It was a topsy, turvy Monday on Wall Street. However, as the financial world scrambles to recover, Texas remains in good shape.
That's largely because of a thriving oil and gas industry and healthy employment rates. However, experts warn that Texas is not immune to the effects of the souring economy and typically lags national trends by several months.
Other states are facing deficits. They're having to propose cuts to government health care to children, disabled and the elderly. But lawmakers in Texas so far expect to have enough money when they convene in January to write a state budget without such cuts.
A healthy oil industry in Texas means stout employment rates. It also helps the state because proceeds from oil and gas production taxes are divvied up among public education and the state's
so-called Rainy Day Fund. Several billion dollars are expected to be sitting in the fund by the time lawmakers meet next January.
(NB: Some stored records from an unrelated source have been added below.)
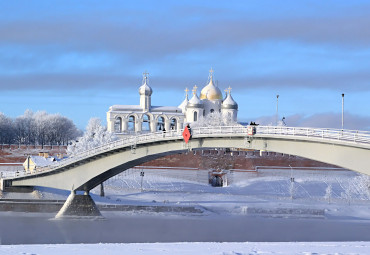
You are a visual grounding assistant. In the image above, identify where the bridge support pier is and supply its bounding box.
[55,190,103,218]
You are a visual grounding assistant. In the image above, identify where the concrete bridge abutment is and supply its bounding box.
[55,190,104,219]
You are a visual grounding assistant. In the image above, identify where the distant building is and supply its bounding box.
[23,152,63,172]
[107,69,238,135]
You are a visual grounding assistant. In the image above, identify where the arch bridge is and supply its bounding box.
[1,125,370,217]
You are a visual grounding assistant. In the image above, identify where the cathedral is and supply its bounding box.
[107,69,238,136]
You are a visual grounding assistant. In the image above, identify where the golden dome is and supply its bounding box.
[200,76,222,100]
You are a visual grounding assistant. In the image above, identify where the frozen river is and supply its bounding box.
[0,212,370,244]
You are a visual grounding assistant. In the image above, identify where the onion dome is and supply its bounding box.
[221,88,238,110]
[186,86,204,108]
[178,88,189,112]
[139,73,153,96]
[200,69,222,100]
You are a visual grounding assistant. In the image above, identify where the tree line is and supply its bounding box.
[0,110,81,146]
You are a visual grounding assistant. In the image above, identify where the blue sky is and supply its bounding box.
[0,0,370,130]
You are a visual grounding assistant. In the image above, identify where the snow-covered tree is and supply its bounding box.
[12,110,80,145]
[67,118,118,156]
[324,183,333,204]
[0,112,14,144]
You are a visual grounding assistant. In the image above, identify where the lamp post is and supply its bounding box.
[276,95,279,126]
[342,93,344,131]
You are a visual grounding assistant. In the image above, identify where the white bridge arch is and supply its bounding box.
[1,125,370,192]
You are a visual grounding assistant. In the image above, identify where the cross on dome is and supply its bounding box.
[184,88,189,98]
[227,86,231,94]
[208,67,214,80]
[192,85,198,95]
[143,71,149,84]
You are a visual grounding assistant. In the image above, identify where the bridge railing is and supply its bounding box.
[256,126,370,144]
[13,125,370,176]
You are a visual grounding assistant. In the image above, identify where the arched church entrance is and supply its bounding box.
[156,117,164,131]
[170,118,177,130]
[141,114,150,132]
[127,115,135,132]
[114,117,122,133]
Further padding the next two-year budget, lawmakers expect to have more than $8 billion left over from the last spending cycle. But, things can still change.
One local financial expert tells us to ignore your emotions when it comes to investing.
"Probably the most difficult thing to do is you have to resist the urge to follow your emotions when you invest, because if you do fear will cause you to buy and will cause you to sell at the bottom," LPL Financial Stockbroker Steve Aldrich said. "Greed will cause you to buy at the top and you need to do exactly the opposite of that."
Aldrich says this is the time to invest. He says the market will eventually turn around.